The present invention provides a kind of method and system of the big data system configuration parameter tuning based on deep learning, wherein method includes:Neural metwork training step, Primary Construction deep neural network, using at least one mapping stipulations parameter as input parameter, using it is to be predicted go out allocation optimum parameter as output parameter, training sample set is used as using the historical data of big data system;Again to map the stipulations time as the measurement standard of the deep neural network, the parameter learning rule based on backpropagation thought is adjusted the weights of every layer of neuron, until the mapping stipulations time meets time cost requirement;Parameter prediction step is configured, sets the initial value of at least one mapping stipulations parameter, and reads current test data, is input in the deep neural network obtained via neural metwork training step, obtains configuration parameter.The present invention carries out tuning by deep neural network to the configuration parameter in mapping stipulations frame, avoids manual adjustment, and the parameter good application effect predicted.

Description

Method and system for optimizing configuration parameters of big data system based on deep learning
Technical Field
The invention relates to the technical field of computers, in particular to a method and a system for optimizing configuration parameters of a big data system based on deep learning.
Background
In recent years, big data exploration and analysis have been vigorously developed in various fields. Big data systems can be divided into 3 levels: (1) base layer: the basic data processing layer allocates hardware resources to the execution platform layer supporting the calculation task; (2) platform layer: the core service layer provides an interface which is easy to process a data set for the application layer and can manage resources distributed by the infrastructure layer; (3) an application layer: namely a prediction result output layer, an expert decision is predicted, and a big data analysis result is given.
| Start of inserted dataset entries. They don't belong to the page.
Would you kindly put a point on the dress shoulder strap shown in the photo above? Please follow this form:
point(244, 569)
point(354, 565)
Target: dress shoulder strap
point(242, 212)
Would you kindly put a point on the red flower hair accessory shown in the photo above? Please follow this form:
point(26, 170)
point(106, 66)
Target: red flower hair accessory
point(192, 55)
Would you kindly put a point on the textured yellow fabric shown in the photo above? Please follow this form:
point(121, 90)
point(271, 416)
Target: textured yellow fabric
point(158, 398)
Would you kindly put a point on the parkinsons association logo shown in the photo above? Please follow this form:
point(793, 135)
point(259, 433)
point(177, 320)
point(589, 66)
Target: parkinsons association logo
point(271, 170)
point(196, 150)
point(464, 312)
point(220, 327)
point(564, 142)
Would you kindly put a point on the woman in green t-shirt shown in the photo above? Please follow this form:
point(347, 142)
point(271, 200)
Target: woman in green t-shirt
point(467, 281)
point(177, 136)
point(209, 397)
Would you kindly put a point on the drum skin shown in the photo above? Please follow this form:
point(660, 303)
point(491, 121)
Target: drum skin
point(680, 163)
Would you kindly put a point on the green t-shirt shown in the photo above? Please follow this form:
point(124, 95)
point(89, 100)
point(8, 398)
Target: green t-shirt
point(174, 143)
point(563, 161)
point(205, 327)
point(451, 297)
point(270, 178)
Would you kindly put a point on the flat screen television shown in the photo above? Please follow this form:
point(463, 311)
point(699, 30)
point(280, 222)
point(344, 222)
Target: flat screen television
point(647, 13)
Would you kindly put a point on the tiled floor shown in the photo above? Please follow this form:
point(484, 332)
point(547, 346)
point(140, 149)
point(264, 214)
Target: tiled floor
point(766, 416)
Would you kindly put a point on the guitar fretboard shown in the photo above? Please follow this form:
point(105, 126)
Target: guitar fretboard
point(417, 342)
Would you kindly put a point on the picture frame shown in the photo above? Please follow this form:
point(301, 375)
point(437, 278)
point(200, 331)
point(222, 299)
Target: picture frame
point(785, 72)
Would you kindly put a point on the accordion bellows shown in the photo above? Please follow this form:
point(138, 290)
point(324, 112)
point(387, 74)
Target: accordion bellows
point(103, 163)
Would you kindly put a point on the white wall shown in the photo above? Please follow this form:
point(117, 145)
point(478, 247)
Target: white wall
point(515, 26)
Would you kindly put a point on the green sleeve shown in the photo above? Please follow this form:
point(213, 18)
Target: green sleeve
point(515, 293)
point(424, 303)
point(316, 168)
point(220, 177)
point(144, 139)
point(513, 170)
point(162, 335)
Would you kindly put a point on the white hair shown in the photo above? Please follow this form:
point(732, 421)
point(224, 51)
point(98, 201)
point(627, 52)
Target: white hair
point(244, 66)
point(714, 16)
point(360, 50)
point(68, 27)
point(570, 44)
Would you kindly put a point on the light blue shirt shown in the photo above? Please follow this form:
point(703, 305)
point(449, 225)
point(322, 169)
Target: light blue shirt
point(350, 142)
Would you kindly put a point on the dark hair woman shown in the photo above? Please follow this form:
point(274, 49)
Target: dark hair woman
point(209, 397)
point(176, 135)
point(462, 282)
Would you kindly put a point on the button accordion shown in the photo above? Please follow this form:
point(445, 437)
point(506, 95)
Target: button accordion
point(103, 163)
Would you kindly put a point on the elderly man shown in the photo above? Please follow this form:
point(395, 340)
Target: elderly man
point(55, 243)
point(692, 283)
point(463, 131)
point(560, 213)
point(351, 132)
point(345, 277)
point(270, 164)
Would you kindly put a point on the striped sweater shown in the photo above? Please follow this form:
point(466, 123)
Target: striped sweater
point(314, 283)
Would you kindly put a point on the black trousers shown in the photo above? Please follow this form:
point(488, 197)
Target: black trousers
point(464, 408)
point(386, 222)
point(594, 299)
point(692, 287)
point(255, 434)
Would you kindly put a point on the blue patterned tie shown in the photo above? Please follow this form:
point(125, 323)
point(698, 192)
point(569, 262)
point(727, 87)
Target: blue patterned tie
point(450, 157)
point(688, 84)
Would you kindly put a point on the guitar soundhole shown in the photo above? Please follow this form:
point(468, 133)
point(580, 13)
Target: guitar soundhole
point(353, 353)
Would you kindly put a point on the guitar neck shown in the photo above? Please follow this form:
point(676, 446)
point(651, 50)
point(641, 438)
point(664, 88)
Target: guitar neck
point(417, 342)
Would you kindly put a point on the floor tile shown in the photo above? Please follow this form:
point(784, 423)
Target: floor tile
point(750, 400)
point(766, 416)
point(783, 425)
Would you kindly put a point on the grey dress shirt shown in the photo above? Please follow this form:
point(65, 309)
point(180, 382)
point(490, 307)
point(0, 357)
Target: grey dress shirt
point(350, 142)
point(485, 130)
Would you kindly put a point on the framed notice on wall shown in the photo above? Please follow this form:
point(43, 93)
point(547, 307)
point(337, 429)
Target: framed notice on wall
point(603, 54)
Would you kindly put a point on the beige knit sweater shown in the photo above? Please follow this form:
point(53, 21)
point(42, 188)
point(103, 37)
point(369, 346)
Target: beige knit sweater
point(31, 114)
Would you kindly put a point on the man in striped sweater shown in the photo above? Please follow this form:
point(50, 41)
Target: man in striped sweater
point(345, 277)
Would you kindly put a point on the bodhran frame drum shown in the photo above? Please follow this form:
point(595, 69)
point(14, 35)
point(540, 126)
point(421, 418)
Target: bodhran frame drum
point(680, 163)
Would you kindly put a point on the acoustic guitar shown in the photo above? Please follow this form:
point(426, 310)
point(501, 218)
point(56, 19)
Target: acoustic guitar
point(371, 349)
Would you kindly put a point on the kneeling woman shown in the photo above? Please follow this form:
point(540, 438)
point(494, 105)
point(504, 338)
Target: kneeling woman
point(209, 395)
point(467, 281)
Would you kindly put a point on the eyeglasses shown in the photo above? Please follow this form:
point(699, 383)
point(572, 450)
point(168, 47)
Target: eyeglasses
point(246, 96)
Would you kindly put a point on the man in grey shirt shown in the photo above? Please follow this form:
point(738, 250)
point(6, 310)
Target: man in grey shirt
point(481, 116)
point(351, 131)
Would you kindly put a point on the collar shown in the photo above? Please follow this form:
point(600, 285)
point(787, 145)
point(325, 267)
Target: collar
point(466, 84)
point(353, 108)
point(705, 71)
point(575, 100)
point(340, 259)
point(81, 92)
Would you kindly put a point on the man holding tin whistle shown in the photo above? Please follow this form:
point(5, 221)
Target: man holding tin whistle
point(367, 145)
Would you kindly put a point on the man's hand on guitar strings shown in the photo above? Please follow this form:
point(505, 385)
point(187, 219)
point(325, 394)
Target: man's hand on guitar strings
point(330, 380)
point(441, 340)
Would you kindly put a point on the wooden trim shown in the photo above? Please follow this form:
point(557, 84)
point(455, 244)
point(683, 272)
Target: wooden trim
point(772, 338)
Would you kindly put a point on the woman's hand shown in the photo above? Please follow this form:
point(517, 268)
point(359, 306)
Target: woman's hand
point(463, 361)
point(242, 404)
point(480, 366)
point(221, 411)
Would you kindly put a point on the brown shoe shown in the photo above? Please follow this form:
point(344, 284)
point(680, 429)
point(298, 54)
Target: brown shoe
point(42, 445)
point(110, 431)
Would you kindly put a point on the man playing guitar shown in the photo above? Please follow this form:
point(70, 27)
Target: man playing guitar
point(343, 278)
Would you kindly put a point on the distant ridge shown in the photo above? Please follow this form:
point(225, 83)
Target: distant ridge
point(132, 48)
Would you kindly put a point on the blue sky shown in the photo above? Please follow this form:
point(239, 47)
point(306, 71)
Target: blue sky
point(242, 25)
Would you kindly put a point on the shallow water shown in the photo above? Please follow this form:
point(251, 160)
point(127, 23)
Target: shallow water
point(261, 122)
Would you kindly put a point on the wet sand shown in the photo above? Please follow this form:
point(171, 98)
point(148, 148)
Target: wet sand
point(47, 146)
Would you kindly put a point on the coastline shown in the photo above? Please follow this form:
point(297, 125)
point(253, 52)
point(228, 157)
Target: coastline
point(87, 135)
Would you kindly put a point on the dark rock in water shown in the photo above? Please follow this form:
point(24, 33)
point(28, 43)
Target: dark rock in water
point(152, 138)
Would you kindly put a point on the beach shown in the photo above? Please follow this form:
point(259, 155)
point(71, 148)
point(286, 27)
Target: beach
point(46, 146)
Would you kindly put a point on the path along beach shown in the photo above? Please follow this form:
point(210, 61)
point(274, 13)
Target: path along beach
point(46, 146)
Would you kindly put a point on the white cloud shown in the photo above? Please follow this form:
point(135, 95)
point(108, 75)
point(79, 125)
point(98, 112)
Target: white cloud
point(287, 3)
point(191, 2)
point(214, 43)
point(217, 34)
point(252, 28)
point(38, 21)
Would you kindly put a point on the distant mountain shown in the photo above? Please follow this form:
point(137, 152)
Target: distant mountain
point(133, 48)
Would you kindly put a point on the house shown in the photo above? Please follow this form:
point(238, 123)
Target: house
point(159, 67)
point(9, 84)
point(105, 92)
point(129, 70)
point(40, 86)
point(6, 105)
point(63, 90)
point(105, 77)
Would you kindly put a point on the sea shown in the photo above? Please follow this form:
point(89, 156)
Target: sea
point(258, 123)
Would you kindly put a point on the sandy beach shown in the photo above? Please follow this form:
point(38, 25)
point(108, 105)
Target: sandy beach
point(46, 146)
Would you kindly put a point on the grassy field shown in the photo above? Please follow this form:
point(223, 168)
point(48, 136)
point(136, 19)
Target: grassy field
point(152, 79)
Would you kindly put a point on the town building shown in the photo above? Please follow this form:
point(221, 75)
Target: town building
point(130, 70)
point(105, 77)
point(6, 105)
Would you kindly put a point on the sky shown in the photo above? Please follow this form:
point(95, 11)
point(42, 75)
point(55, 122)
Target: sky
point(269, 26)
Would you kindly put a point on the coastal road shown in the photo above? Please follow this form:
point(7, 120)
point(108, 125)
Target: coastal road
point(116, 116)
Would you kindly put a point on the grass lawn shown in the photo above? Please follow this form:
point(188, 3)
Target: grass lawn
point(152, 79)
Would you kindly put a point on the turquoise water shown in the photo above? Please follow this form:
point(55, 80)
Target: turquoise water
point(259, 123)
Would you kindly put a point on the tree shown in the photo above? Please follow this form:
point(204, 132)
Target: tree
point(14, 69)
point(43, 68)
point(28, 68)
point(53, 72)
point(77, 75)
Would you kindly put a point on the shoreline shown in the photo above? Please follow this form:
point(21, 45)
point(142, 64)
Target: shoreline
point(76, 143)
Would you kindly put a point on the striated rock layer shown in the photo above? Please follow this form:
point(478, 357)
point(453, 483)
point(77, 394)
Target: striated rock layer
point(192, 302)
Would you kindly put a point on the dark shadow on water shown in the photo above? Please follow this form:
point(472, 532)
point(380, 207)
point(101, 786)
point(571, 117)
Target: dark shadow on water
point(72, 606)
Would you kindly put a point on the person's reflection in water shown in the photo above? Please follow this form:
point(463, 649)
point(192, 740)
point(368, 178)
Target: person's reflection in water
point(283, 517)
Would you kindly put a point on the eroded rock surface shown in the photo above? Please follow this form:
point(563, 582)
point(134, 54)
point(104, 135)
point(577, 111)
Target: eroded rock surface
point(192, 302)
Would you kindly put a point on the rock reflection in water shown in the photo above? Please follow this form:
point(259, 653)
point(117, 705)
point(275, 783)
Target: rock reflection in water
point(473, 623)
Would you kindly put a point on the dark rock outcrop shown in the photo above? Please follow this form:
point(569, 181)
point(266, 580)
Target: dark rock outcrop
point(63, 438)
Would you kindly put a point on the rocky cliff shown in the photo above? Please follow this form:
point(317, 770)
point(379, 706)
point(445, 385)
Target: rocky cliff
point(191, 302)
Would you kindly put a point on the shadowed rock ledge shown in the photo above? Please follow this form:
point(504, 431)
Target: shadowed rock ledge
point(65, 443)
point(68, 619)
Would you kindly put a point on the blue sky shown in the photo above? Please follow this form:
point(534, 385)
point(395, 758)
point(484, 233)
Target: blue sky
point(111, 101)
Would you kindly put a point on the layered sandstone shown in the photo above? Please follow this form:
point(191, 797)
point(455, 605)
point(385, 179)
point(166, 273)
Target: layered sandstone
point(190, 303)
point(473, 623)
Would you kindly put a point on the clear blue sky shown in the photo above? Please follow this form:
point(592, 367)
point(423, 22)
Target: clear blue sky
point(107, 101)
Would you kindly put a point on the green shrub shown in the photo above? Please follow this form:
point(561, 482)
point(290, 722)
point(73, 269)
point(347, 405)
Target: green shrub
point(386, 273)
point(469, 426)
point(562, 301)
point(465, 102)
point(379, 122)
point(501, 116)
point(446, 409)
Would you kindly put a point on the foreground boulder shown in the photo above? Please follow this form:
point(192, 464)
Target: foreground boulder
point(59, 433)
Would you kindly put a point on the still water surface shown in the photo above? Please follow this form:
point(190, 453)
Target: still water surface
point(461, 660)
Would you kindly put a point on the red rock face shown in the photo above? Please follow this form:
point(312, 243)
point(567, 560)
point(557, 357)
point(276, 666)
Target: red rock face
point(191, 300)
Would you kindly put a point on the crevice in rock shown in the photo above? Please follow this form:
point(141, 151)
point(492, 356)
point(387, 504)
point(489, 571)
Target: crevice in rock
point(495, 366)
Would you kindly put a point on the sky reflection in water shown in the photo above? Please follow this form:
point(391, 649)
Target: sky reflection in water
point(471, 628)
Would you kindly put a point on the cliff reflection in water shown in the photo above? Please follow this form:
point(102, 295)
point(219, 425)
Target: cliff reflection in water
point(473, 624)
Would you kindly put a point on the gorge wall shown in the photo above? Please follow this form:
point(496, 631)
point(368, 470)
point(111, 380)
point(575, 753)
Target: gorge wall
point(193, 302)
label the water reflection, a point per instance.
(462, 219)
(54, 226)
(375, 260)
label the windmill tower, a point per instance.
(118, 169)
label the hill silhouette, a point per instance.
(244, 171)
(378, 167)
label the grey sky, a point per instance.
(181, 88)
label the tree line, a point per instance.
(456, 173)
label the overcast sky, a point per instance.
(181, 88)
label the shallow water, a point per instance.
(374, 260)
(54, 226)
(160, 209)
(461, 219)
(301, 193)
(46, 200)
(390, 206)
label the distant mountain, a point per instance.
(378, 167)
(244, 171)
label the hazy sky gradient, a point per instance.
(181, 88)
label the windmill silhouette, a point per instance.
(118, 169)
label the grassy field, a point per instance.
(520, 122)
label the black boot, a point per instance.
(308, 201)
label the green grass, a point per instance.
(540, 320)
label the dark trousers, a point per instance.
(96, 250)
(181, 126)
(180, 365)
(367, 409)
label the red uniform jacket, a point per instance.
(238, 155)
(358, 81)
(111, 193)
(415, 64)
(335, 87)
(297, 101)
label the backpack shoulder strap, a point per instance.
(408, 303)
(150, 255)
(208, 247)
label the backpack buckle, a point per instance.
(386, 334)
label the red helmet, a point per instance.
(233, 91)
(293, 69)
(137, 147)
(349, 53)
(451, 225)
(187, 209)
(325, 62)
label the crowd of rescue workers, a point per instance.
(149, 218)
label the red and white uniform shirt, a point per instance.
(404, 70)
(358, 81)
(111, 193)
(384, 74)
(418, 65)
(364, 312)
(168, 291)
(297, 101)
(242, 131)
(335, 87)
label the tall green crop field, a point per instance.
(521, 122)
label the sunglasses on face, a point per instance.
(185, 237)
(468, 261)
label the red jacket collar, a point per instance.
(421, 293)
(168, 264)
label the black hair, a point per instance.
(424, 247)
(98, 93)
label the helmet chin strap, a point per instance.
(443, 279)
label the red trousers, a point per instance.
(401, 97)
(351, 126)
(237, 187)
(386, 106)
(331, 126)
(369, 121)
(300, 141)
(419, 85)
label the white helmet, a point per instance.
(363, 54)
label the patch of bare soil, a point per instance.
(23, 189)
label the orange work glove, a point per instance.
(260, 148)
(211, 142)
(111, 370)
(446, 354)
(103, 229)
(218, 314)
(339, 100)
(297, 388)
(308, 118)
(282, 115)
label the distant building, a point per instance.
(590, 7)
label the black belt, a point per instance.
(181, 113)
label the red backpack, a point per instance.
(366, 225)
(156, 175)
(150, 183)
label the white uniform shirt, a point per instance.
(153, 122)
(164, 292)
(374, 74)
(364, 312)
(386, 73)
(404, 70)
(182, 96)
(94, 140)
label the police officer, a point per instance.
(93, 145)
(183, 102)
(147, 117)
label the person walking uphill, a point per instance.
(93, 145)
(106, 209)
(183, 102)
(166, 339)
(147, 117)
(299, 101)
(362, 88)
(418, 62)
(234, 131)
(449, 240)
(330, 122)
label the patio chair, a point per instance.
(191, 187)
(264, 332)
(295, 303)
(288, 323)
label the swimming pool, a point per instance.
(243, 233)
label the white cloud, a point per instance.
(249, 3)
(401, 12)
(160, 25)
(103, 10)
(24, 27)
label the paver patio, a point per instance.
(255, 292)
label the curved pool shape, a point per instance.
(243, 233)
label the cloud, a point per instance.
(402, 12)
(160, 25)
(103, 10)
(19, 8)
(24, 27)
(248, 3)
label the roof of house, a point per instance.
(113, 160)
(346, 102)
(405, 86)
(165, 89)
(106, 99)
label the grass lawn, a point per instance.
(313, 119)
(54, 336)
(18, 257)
The platform layer plays a role in starting and stopping in the big data system and is also a core part of the big data system. MapReduce (mapping convention) in the Hadoop system is a model in the platform layer. Hadoop is a distributed system infrastructure. A user can develop a distributed program without knowing the distributed underlying details. The power of the cluster is fully utilized to carry out high-speed operation and storage. MapReduce is a programming model under Hadoop and is used for parallel operation of large-scale data sets (larger than 1 TB). The method greatly facilitates programmers to run programs on the distributed system without distributed parallel programming. The MapReduce function of Hadoop realizes the breaking of a single task, sends a mapping task (Map) to a plurality of nodes, and then loads a specification (Reduce) into a data warehouse in the form of a single data set.
The setting of the configuration parameters has a great influence on the working performance of MapReduce. Good configuration parameters make MapReduce work well, and configuration parameter errors are the main reasons for performance degradation and system failure of the MapReduce system of Hadoop. To help platform administrators optimize system performance, configuration parameters need to be adjusted to handle different features, different programs, and different input data in pursuit of faster performance. In the traditional method, an administrator adjusts configuration parameters one by one or utilizes linear regression to configure the parameters, extracts parameter characteristics and expresses according to MapReduce operation performance, so that an approximate optimal solution is given, and the configuration parameters are predicted to achieve better working performance.
However, there are two major challenges for administrators to manage the Hadoop system: (1) because the behavior and characteristics of a large-scale distributed system are too complex, proper configuration parameters are difficult to find; (2) hundreds of parameters exist in the system, and dozens of configuration parameters which mainly affect the performance of the system make the adjustment of the configuration parameters troublesome. In the traditional method, manual method or regression automatic parameter adjustment is very complicated, a lot of time is consumed for parameter adjustment, the obtained effect is not good, and the whole work of the system needs a long time.
Disclosure of Invention
The technical problem to be solved by the invention is to provide a method and a system for optimizing configuration parameters of a big data system based on deep learning, aiming at the defects of low efficiency and poor effect of manual method or automatic configuration parameter adjustment by regression in the prior art.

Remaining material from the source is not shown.